21 Bulan Sumpah Istana: Anatomi Doktrin ‘Populisme Eksekutif’ Prabowo-Gibran dan Operasi Bedah Organisasi Negara
di Gedung Nusantara, Jakarta, Jumat, 14 Agustus 2026. (Foto: BPMI Setpres)
MENJUAL HARAPAN — Di hadapan Sidang Tahunan MPR RI dan Sidang Bersama DPR-DPD RI Jumat pagi ini (14/8/2026), Presiden Republik Indonesia menyampaikan laporan pertanggungjawaban politik atas 21 bulan masa pemerintahannya bersama Wakil Presiden Gibran Rakabuming Raka.
Berbeda dari narasi kenegaraan konvensional yang kerap dipenuhi retorika normatif, pidato berdurasi intens tersebut menyajikan cetak biru konsolidasi kekuasaan eksekutif yang agresif, terukur, dan berorientasi pada pembersihan kelembagaan negara secara radikal.

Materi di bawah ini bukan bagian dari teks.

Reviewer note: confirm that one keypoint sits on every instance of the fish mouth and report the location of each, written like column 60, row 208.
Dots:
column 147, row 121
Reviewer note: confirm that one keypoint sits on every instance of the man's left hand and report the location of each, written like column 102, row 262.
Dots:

Dengan menetapkan empat prinsip kepemimpinan—kepatuhan konstitusional UUD 1945, perlindungan core and vital national interest, intervensi sosial cepat, serta keberlanjutan intergenerasional—Presiden menegaskan doktrin politiknya: "Saya tidak menerima mandat rakyat untuk menjelaskan mengapa masalah tidak dapat diselesaikan. Saya menerima mandat rakyat untuk menyelesaikannya."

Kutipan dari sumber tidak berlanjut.